ASC: And it’s one of the few tracks with a duet arrangement. I’d like to see a recording of just duets from these two. Let the focus be on the lyric and the emotion—Real Emotional.

PLE: Dan Zanes’s “Night Owl” is hipster Curtis again. This could be a Madeleine Peyroux song. It would be great to hear Curtis and Madeleine together someday.

ASC: This has a Frank Sinatra hipness to it. A fun tune with great lyrics.

PLE: It’s sassy and sly and Curtis does sassy really well. But get the B-3 out of there! We don’t need it. Goldings has put a layer of airy, reedy chords under many things on this album and it’s superfluous.

ASC: I like the sax intro to Mose Allison’s “Your Mind Is On Vacation.” It complements Curtis’s voice well—that bit of grit, but I just heard Mose sing it himself [in St. Paul at the Artists’ Quarter]. Mose is 80 and it’s his song. He gives it a unique quality; no one can match him.

PLE: Mose is so deliciously dry and ironic. Of course Mose doesn’t sing the actual notes—he kind of talks around them—and that’s another reason why it works.

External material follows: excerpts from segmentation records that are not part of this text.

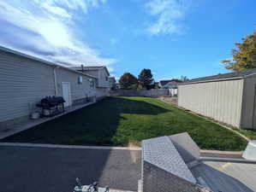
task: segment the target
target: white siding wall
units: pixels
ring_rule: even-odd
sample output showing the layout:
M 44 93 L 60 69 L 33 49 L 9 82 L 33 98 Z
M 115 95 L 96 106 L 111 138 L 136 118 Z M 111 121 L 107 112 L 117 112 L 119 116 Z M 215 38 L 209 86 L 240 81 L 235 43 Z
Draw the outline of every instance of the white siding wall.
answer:
M 78 78 L 81 76 L 83 79 L 82 84 L 78 83 Z M 91 78 L 79 74 L 75 72 L 58 68 L 57 70 L 57 92 L 58 96 L 63 96 L 62 82 L 70 83 L 71 100 L 82 99 L 87 96 L 96 96 L 95 89 L 90 87 L 89 79 Z
M 243 79 L 178 86 L 178 105 L 240 127 Z
M 241 127 L 245 129 L 256 129 L 255 85 L 256 75 L 249 76 L 244 79 Z
M 110 88 L 110 82 L 106 80 L 108 77 L 109 74 L 106 70 L 104 68 L 100 69 L 98 73 L 98 86 Z
M 0 51 L 0 122 L 28 115 L 54 94 L 53 67 Z

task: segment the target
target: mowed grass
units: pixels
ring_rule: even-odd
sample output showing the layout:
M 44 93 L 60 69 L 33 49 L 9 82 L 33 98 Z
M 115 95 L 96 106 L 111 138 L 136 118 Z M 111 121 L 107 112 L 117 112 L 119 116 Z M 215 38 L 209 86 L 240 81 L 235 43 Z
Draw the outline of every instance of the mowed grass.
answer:
M 239 151 L 247 145 L 218 125 L 146 97 L 108 97 L 1 142 L 128 146 L 184 131 L 204 149 Z

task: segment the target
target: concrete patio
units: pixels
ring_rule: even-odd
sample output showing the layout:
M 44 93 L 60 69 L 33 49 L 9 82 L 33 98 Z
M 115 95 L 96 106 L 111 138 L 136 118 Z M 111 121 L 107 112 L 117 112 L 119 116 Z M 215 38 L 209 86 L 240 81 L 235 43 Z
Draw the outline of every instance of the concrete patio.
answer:
M 1 143 L 1 191 L 71 192 L 76 177 L 83 185 L 98 181 L 99 187 L 137 191 L 140 153 L 127 148 Z

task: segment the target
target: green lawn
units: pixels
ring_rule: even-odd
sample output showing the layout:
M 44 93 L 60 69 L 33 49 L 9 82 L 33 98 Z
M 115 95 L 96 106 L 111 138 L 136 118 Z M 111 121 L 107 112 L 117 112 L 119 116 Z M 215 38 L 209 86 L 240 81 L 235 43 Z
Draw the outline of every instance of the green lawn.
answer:
M 146 97 L 108 97 L 1 142 L 128 146 L 183 131 L 205 149 L 243 150 L 247 145 L 218 125 Z

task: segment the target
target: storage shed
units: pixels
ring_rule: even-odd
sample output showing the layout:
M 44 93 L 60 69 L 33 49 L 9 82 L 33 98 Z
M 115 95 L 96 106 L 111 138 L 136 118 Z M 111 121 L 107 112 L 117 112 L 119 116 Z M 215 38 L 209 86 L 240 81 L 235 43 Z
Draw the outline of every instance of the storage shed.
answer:
M 178 85 L 178 105 L 240 129 L 256 129 L 256 68 Z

ASC: Instrumentally, they do some bluesy dark things here; it swings. And really, if I had not heard Mose do it, I would like this better. Curtis is more convincing as a balladeer than as a bluesman.

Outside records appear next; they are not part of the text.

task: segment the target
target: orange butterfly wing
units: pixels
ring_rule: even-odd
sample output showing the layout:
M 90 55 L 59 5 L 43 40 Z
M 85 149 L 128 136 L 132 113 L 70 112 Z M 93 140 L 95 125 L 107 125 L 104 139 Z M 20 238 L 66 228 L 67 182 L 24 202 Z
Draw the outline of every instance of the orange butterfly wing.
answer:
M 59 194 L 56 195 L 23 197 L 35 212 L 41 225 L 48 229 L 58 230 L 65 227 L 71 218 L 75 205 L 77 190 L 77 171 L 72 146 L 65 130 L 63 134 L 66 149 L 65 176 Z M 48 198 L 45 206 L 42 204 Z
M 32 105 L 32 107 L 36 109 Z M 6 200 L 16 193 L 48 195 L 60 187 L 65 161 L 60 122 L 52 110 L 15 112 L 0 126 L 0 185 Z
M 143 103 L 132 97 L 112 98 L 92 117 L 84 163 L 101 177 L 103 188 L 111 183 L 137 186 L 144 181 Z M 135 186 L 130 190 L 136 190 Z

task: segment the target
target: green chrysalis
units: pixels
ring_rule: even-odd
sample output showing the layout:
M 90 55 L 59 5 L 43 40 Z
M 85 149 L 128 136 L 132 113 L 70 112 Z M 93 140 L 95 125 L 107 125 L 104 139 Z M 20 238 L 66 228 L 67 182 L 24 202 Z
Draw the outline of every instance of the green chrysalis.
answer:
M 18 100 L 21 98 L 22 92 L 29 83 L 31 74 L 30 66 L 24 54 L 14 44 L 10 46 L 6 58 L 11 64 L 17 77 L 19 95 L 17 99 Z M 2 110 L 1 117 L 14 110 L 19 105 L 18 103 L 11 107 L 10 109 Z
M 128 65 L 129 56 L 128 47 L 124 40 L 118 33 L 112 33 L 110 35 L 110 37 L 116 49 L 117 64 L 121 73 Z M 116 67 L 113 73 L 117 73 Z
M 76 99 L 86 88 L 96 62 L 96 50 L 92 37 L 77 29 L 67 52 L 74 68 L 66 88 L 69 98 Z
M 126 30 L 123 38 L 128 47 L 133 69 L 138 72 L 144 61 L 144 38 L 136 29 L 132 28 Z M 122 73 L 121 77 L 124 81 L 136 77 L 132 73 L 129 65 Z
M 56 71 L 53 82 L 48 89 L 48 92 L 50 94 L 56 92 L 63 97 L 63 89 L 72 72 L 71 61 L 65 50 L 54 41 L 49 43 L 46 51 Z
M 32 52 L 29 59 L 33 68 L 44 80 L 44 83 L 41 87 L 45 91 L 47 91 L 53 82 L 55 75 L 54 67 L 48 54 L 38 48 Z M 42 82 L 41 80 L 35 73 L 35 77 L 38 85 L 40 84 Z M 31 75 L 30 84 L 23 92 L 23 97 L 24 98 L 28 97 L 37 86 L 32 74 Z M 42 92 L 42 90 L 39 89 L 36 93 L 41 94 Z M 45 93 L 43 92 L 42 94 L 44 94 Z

PLE: “I Need You” [Stigers and Goldings] breaks my heart. This one fits the title of the CD.

ASC: Again, it’s just the two of them and a simple arrangement—it is the formula that works so well. And I prefer Larry Goldings on piano rather than B-3.

PLE: This song is very convincing. I would find this powerfully moving performed live.

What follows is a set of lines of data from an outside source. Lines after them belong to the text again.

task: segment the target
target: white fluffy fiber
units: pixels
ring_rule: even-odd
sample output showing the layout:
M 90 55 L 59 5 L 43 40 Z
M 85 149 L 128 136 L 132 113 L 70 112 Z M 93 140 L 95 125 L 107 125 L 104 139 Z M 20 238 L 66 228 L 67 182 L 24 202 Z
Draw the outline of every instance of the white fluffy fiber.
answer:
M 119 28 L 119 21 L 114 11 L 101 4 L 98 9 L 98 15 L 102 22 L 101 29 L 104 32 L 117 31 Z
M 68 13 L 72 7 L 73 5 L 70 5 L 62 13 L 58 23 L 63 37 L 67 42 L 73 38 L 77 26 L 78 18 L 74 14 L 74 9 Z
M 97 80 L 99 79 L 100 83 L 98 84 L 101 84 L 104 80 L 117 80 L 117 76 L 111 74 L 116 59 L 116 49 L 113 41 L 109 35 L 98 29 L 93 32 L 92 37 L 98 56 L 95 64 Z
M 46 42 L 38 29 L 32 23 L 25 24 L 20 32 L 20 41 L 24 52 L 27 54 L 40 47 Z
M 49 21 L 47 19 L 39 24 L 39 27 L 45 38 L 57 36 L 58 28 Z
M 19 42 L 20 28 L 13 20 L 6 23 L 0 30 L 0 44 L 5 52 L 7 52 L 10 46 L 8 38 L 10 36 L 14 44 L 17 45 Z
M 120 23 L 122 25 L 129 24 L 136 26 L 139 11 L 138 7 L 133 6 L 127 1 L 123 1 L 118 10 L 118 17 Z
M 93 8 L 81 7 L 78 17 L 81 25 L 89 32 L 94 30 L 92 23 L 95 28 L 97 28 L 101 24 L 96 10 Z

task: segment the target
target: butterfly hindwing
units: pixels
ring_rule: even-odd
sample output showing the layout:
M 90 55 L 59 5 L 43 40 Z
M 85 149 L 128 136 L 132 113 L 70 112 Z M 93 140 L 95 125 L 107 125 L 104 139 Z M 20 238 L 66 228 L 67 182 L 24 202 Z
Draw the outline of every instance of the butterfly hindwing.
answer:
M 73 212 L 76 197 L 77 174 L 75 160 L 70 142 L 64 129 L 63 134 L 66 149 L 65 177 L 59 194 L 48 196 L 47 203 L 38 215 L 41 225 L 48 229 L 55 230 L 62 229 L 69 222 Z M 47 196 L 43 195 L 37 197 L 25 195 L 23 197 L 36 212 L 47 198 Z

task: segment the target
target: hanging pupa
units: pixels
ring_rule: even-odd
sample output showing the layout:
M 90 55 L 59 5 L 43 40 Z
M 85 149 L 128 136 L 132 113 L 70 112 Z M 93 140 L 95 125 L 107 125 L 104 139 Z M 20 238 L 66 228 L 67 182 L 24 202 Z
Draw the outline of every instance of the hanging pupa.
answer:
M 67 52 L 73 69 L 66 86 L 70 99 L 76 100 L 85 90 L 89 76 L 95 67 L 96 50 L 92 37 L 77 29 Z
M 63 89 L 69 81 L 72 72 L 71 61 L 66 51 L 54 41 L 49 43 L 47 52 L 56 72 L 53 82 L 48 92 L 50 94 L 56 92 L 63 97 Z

ASC: I really like Larry’s bass lines. I forgot it was just piano and was thinking Phil Palombi was on this track. Curtis and Larry make a good team!

PLE: If you eliminated some of the layers on the other tracks, this would be a stronger album.

ASC: I first listened to this CD in the car, and the road noise eliminated some of the layers. On some tracks, I prefer it in the car stereo! When Curtis is singing on “Stardust,” Goldings drops the B-3 out in favor of Matt Fries’ piano, which I think was a wise choice.

PLE: I do love the B-3—Lonnie Smith, Joey D, Jimmy Smith. But with voice, it’s like a competition. There’s too much going on. Bottom line, I like Curtis best with his classic trio [Fries, Palombi, and Hall], which is how we see him live. Our reaction to this CD is probably colored by his live performances with the trio.

ASC: This is a bold recording, if not perfect. The arrangements often challenge you to find the musical thread. Sometimes that thread eludes me. And sometimes I find it if I keep listening. Maybe that is really the mark of a successful, if imperfect, recording? I had the opportunity to interview Curtis a few weeks ago. He said, “As I get older as a ‘jazz singer’ in quotes, I worry less about proving something to the jazz world and much more about telling a story.” Real Emotional is filled with stories. But I can’t wait to see/hear him tell these stories live, with his trio.